Pagina:Ornithologia Neerlandica 1.djvu/155

Uit Wikisource
Deze pagina is proefgelezen
79
 
 

Genus Ardeola Boie.

 

Boie, Isis, 1822, p. 559.

 

Kleine vormen met tamelijk korten hals en met langen, rechten snavel, die evenlang is als de middenteen met nagel, en waarvan de randen der bovenkaak bij de punt gezaagd zijn. Pooten tamelijk kort, loopbeen korter dan de middenteen; onbevederd gedeelte van het scheenbeen korter dan de middenteen. Staart uit 12 pennen bestaande, kort. Vleugels tamelijk kort en breed. Op den rug een bundel fijne siervederen, aan het achterhoofd lange bandvormige, die achter den nek neerhangen.
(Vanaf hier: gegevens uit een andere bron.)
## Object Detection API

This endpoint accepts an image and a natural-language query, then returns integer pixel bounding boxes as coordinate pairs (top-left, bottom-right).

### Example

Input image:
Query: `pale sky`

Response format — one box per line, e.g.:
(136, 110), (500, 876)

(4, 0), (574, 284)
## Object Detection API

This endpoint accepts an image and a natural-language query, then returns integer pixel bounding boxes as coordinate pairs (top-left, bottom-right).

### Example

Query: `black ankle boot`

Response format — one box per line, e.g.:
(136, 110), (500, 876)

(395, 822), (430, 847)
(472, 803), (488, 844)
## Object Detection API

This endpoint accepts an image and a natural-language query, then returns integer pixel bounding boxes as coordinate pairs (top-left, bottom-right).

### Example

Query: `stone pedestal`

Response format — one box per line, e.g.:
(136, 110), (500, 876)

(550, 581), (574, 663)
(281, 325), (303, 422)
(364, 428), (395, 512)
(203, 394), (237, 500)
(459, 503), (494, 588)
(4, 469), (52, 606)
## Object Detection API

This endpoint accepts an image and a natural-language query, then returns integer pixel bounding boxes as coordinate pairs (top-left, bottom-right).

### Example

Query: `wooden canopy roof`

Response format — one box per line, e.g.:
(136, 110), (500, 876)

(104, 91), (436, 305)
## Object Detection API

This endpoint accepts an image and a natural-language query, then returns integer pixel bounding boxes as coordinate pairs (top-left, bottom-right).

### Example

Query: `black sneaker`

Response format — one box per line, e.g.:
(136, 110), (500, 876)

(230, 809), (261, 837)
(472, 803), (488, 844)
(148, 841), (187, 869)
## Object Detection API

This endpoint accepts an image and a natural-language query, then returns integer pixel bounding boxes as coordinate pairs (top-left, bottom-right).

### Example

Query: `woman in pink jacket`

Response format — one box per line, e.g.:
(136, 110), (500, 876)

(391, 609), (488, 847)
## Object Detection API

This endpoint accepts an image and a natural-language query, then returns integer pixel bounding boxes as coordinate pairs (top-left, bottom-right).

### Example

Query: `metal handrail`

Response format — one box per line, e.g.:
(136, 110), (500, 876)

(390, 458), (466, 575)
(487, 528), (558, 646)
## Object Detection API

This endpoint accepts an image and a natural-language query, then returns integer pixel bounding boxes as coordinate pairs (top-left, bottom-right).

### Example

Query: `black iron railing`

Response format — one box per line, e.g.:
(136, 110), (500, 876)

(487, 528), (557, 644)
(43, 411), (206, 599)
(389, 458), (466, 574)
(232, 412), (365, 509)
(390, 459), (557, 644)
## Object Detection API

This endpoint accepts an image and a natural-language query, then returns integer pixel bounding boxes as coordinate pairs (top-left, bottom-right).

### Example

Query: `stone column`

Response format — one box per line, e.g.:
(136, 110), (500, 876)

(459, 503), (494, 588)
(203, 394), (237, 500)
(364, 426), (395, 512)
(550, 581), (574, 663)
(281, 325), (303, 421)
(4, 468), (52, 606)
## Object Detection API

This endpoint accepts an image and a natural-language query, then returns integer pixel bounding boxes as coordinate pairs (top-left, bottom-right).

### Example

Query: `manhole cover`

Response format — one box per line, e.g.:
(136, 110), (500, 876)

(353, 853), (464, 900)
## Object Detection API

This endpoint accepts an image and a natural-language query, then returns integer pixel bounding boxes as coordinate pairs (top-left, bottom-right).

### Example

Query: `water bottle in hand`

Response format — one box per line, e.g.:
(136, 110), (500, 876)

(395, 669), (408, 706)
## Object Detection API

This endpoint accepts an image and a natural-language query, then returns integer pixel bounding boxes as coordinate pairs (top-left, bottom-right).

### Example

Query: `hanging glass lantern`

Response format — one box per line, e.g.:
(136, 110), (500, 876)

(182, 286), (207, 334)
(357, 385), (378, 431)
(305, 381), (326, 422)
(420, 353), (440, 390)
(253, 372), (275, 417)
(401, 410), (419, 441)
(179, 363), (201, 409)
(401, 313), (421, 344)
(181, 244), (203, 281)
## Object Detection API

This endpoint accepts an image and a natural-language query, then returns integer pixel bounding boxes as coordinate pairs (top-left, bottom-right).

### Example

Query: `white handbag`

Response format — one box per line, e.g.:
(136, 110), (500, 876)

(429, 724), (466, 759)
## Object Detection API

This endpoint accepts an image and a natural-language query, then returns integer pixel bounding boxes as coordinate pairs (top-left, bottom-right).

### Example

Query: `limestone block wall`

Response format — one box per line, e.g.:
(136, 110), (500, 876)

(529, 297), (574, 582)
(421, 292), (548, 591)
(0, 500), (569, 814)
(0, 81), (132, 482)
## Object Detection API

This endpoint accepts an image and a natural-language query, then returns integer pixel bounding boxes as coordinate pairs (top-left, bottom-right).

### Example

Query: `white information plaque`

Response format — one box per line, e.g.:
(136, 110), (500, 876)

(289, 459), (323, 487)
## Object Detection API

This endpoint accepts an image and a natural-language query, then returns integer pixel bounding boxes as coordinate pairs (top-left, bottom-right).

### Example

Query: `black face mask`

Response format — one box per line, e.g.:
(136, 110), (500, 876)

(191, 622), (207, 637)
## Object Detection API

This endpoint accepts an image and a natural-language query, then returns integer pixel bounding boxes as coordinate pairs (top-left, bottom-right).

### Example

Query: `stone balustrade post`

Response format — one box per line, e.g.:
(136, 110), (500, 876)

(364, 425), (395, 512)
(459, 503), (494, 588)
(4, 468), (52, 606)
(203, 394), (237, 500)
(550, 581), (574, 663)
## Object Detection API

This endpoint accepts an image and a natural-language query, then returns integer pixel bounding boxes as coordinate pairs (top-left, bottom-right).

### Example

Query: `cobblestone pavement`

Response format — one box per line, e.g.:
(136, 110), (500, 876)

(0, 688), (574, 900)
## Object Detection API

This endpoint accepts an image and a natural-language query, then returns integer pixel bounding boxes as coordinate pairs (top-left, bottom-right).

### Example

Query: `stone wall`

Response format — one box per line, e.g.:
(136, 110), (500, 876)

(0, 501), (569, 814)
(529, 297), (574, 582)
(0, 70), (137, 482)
Een vijftal soorten komen in Europa, Afrika, Azië tot Celebes voor, waarvan één ook in Zuid-Europa en als toevallige gast eveneens enkele malen in ons land.

 

Van het genus Bubulcus Bonaparte, dat zich door een korteren snavel en anders gevormde siervederen onderscheidt, echter door sommige ornithologen met Ardeola vereenigd wordt, komt in Zuid-Europa, Zuidwest-Azië, Afrika en Madagascar een soort voor, Bubulcus ibis (Linnaeus), die éénmaal in October 1805 in Devonshire, Engeland, is waargenomen. Deze reiger, ongeveer van de grootte van den ralreiger, is in het winterkleed geheel wit, met gelen snavel en zwartbruine pooten, en heeft in het prachtkleed verlengde siervederen van een lichtbruine, violetgrijs getinte kleur aan kop, rug en borst.